Où prend appui la connaissance scientifique ? Pour l’empiriste, la démarche logique s’explique par l’analyse psychologique du sujet qui raisonne. Or, constate Husserl, le sujet reste soumis à la contrainte des connexions et des enchaînements objectifs : les propriétés des nombres sont les mêmes pour un homme du xxe s. et pour un Grec de l’Antiquité.

Faut-il, en suivant Kant, distinguer le monde de l’expérience ou des phénomènes, seul connaissable, et celui de la « chose en soi », inaccessible ? Ce serait consacrer la rupture entre le sujet et le monde, entre la conscience qui perçoit et l’objet perçu. Au contraire, la notion de visée intentionnelle abolit une telle séparation.

Chez Husserl, l’intentionnalité est le mouvement où se résout la contradiction entre l’être et la conscience : elle scelle le pacte de la conscience et du monde. Il n’y a donc pas de monde qui ne soit pour une conscience et pas de conscience qui ne se détermine comme une façon d’appréhender le monde. Au noème (connaissance comme résultat) correspond une certaine noèse (acte de connaissance). Le phénomène est donc l’apparaître de la réalité, ce qui se donne au sujet ; sa connaissance ne consiste pas à le rejoindre mais à le dévoiler, à obtenir qu’il se donne directement tel qu’il est : unité de l’acte de conscience et de l’objet, unité réalisée par la visée intentionnelle.

Mais les actes de conscience ne visent pas leurs objets de la même manière et, simultanément, les objets ne se donnent pas de façon identique. C’est à la phénoménologie qu’il appartient de dégager les distinctions et la certitude logique en permettant la description du vécu, des actes de conscience et des essences qu’ils visent.
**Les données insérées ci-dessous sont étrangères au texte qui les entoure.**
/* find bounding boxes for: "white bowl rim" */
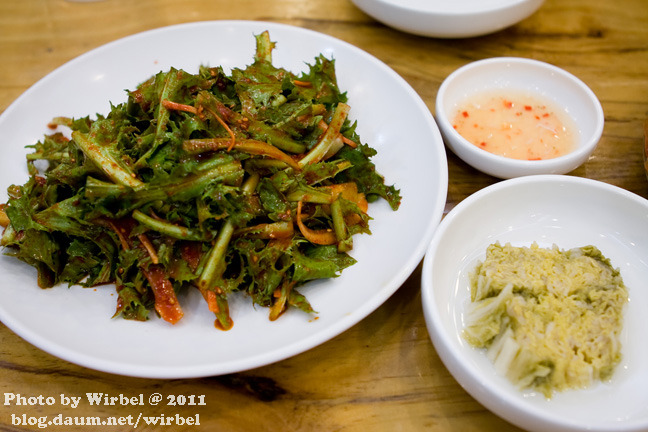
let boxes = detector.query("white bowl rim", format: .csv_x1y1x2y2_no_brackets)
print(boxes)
435,57,604,174
358,0,541,17
422,174,648,432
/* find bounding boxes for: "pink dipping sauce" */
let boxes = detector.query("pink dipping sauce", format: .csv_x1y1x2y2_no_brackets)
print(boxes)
452,91,577,161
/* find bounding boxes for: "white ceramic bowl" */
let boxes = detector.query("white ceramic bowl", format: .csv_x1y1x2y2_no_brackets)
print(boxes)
350,0,545,38
421,175,648,432
435,57,604,179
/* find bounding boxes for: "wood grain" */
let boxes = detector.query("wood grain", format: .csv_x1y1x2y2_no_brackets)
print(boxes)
1,0,647,430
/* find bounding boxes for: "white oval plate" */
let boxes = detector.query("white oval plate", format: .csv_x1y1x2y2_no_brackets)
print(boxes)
422,175,648,432
0,21,448,378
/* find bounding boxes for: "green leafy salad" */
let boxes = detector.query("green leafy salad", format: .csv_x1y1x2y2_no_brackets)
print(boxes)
0,31,400,330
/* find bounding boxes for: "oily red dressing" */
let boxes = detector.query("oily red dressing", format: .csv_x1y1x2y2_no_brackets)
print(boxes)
452,91,577,161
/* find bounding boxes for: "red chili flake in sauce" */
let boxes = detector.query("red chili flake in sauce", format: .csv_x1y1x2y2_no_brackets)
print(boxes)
452,91,577,161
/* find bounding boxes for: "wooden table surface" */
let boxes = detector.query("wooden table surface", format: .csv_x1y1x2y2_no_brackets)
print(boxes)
1,1,647,431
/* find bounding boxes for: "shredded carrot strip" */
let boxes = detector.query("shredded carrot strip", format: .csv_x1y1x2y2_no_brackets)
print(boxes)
142,265,184,324
204,106,236,151
341,136,358,148
317,119,357,148
293,80,312,87
161,99,198,114
137,233,159,264
201,289,220,313
296,201,336,245
107,220,131,250
317,119,327,132
184,137,301,170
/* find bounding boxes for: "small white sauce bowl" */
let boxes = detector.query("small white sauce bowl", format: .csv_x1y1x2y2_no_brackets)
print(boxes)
435,57,604,179
350,0,545,39
421,175,648,432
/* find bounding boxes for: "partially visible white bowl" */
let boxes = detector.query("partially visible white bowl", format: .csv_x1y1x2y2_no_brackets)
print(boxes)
435,57,604,179
421,175,648,432
350,0,545,38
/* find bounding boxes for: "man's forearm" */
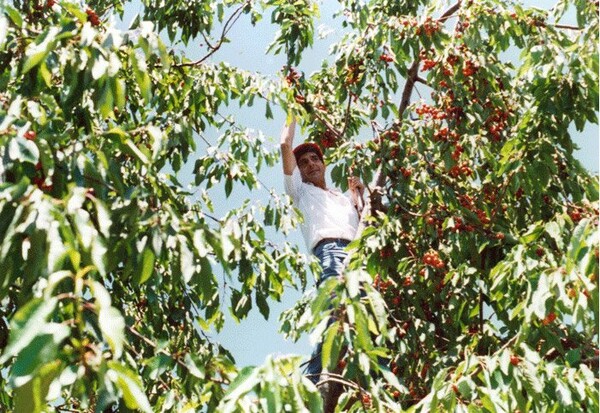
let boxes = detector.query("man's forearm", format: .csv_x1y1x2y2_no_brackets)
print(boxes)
280,118,296,175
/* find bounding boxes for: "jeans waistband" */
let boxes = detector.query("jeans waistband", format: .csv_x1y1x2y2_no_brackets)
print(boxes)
313,237,351,253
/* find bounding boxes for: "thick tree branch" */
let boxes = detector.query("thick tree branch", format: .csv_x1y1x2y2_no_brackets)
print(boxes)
364,1,464,222
415,76,430,86
397,59,421,116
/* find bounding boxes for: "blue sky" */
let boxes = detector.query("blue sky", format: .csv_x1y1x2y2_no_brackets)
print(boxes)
117,1,599,368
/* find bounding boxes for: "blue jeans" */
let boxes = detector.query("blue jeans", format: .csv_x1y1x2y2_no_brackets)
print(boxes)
313,239,350,285
305,239,350,384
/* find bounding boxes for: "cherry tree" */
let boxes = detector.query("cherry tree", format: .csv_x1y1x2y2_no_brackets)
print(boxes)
0,0,597,412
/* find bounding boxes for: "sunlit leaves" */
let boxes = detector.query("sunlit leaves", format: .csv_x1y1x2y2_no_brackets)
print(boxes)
265,0,318,65
218,356,322,413
0,298,60,365
107,362,152,413
0,0,598,411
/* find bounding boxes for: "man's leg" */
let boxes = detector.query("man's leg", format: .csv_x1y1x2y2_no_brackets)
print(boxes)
316,240,350,286
304,240,349,384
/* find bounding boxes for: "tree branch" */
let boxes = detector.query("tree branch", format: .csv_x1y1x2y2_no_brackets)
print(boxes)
310,103,344,139
553,24,583,30
175,1,250,67
438,1,462,22
415,76,430,86
398,59,421,116
339,93,353,139
317,372,362,391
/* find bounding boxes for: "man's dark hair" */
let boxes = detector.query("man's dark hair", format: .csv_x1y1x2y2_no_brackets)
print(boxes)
293,142,324,163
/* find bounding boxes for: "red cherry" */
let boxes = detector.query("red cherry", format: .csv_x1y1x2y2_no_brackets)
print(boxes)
86,9,100,26
379,53,394,64
570,210,582,222
542,312,556,325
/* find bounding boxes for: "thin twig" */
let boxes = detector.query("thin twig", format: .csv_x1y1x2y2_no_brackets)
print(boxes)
438,1,462,21
175,2,250,67
317,372,362,391
312,107,343,139
340,93,353,138
395,202,427,217
553,24,583,30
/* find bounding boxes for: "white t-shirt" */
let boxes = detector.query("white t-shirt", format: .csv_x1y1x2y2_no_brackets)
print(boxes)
284,168,359,251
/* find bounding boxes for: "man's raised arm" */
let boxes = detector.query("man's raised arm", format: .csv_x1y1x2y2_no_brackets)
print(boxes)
280,118,296,176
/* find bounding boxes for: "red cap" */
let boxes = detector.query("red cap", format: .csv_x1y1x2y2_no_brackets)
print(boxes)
293,142,324,163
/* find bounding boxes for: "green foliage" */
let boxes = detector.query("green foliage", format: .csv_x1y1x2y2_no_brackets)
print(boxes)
0,0,598,412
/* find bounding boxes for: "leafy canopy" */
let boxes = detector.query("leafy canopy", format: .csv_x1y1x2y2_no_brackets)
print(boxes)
0,0,597,412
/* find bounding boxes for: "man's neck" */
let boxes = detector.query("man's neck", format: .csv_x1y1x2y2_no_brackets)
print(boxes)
305,178,327,189
312,180,326,190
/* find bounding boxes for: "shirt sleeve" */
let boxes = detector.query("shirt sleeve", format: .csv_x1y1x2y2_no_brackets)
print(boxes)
284,167,303,200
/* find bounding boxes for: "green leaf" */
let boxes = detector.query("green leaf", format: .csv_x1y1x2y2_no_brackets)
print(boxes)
113,78,126,110
124,139,150,164
8,137,39,164
97,80,114,118
256,291,270,320
22,27,59,74
14,360,62,413
93,199,112,238
265,101,273,119
99,306,125,359
565,349,581,367
107,362,152,413
5,6,23,27
529,273,550,320
180,239,195,284
136,248,155,285
545,221,563,249
321,321,342,371
379,364,403,391
183,353,205,379
11,323,69,385
220,366,260,411
93,282,125,358
0,297,58,364
353,303,372,350
147,125,164,160
555,379,573,404
344,270,360,298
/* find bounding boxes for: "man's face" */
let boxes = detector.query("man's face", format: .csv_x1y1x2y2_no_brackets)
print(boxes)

La réduction ou mise entre parenthèses

La perception ne nous livre le réel que par esquisses et profils successifs. Un objet reste soumis au déroulement indéfini des profils sans jamais permettre une exploration exhaustive ; l’essence de ce perçu est d’être inépuisable. Et pourtant, la perception a ceci de paradoxal qu’elle nous donne l’absolu d’un apparaître qui se développe sans cesse dans une synthèse toujours plus grande et toujours inachevée.
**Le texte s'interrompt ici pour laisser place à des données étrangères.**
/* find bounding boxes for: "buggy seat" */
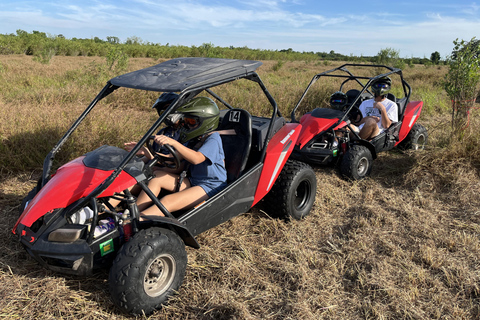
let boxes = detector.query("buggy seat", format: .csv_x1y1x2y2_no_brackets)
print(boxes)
217,109,252,182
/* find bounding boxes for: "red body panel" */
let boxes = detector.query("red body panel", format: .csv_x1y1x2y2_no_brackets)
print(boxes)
396,101,423,146
297,113,346,148
253,122,301,205
14,156,137,230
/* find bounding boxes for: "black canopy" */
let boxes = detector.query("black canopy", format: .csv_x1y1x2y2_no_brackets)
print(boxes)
109,57,263,92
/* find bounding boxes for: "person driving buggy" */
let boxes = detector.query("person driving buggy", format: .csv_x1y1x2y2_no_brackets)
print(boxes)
352,76,398,140
135,96,228,219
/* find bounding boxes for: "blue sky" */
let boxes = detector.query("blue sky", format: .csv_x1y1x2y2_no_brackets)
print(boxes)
0,0,479,58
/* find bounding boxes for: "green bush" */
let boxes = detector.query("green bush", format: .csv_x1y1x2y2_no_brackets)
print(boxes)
443,37,480,131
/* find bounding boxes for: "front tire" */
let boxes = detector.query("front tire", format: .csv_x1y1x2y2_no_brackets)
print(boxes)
108,227,187,315
262,160,317,220
340,145,373,180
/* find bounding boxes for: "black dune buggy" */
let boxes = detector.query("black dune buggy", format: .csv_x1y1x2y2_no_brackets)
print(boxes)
290,63,428,180
13,57,317,315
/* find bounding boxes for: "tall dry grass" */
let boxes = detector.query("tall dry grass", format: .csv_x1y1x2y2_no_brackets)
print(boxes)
1,55,479,319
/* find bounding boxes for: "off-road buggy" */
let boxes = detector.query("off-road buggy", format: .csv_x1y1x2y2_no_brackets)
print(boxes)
290,63,427,180
13,58,317,315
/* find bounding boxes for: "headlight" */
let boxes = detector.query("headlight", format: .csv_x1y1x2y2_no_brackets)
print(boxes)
48,225,87,242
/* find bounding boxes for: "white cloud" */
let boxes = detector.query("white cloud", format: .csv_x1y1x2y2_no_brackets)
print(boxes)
1,0,479,57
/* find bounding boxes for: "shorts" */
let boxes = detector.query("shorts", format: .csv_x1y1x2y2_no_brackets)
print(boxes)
189,178,228,198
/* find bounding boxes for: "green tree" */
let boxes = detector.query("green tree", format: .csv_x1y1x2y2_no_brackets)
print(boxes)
106,46,128,72
375,47,405,69
107,36,120,44
430,51,441,64
125,36,143,45
444,37,480,132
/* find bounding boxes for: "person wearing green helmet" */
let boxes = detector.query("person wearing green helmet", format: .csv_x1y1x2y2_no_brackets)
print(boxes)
353,76,398,139
136,96,228,218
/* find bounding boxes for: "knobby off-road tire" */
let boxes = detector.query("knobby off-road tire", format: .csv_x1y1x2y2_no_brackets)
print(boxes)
399,123,428,151
263,160,317,220
340,145,373,181
108,227,187,315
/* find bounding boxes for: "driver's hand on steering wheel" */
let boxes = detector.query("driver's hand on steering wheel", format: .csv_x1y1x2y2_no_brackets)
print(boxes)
124,141,148,156
154,135,177,147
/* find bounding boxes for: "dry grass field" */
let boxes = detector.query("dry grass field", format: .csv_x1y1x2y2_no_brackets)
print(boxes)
1,55,480,319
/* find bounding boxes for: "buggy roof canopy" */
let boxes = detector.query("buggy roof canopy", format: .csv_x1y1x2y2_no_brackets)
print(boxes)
109,57,263,92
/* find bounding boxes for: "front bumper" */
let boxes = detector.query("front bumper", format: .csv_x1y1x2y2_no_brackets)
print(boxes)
17,223,120,276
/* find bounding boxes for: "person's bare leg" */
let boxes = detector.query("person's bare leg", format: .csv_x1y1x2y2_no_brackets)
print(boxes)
108,184,138,209
141,186,208,217
359,118,380,140
136,171,181,211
Mais, si la chose émerge ainsi à travers des retouches sans fin, au contraire le vécu est donné à lui-même dans une perception immanente ; la conscience de soi donne le vécu comme un absolu. Une analyse précise implique que soient pleinement dissociés le monde comme totalité de choses, d’une part, la conscience et le vécu, d’autre part. Cette opération qui, mettant le monde entre parenthèses, dégage le phénomène d’existence dans sa pureté, Husserl l’appelle la réduction, ou « épokhê ».

Au premier stade, la réduction phénoménologique distingue donc le monde et un sujet non mondain ; une analyse plus poussée conclut ensuite à la contingence de la chose (le modèle du mondain) et à la nécessité du moi pur, résidu de la réduction. C’est ce que Husserl exprime, dans les Idées directrices, par : « Toute chose donnée « en personne » peut aussi ne pas être, aucun vécu donné « en personne » ne peut pas ne pas être. »

Le moi pur n’a donc pas besoin du monde pour être. Grâce à la réduction, à la mise hors d’action du monde, le concret de la vie subjective se révèle dans son authenticité, la conscience réussit à être consciente d’elle-même. Autrement dit, le moi qui est dans le monde se double, par l’acte phénoménologique, d’un moi spectateur désintéressé. En somme, réduire, c’est transformer tout donné en phénomène et révéler du même coup les caractères essentiels (eidétiques) de l’ego : fondement radical, source de toute signification, lieu d’intentionnalité avec l’objet.